The hostel group said that 49%, or £9m of its net revenue was now coming from mainland Europe, up from the 43% reported in 2018.
Over the full-year period, a 77.3% occupancy was reported, up from 75.6% the year prior, which Safestay said was a reflection of “good demand”.
There was also a 5.4% increase in the average bed rate to £21.4, up from £20.3 in 2018.
Over the period, the group increased its sites from 13 to 20, marking a bed increase from 3,200 to 4,900 beds. Almost £1m was invested into renovation projects in order to “to maintain the premium positioning of the Safestay brand”.
In its latest update, the group said that it had reached an agreement with HSBC to increase its debt facility from £17.9m to £22.9m, under the same terms as its previous facility, for a new five year term until January 2025.

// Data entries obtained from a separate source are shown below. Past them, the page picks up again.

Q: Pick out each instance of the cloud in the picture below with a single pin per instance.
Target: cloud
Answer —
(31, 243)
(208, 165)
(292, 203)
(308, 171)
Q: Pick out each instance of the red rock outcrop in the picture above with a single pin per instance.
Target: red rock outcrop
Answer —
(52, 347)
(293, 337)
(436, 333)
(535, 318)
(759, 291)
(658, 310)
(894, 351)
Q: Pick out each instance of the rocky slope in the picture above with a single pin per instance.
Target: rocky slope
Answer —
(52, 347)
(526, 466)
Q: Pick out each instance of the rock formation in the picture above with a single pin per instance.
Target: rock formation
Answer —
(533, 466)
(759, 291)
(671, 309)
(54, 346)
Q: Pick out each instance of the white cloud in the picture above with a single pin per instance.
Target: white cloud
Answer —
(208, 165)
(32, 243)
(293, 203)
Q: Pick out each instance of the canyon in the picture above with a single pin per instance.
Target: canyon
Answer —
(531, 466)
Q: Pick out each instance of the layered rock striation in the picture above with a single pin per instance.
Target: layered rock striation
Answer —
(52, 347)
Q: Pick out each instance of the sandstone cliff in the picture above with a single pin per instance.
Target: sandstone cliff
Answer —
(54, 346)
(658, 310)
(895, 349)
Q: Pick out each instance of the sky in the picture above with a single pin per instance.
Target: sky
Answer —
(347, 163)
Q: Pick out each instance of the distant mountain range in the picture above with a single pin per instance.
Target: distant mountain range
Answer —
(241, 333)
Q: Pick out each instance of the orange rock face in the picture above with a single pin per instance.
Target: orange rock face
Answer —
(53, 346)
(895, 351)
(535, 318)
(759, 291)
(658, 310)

It is also preparing for a staggered reopening plan, initially targeting the domestic market in each of the countries that it operates in.
Under the reopening plan, there will be protective changes introduced to its check-in, food service and cleaning rotas, alongside the temporary closure of common spaces and shared rooms. Rooms will be sold to individuals or “groups known to each other”.
Larry Lipman, chairman of the company, said: “2019 was a transformational year for Safestay. We added 7 new hostels increasing our number of sites to 20 making us a leading premium hostel operator in Europe.
“Our financial performance reflected this expansion with revenues up 26% and while we also made a good start to trading in 2020, the sudden spread of COVID-19 has meant we have had to adapt quickly to an unexpected phase.”
He added: “We secured the financial stability of the business and we are now working on our plans to re-open our hostels on a staggered basis, over the course of 2020, as and when we believe they can be profitable.
“Navigating the re-engagement of the business will require us to be highly flexible as we test and match demand in individual markets, however, we are confident of being able to do this and making sure that we balance increased operational cost with increased income.”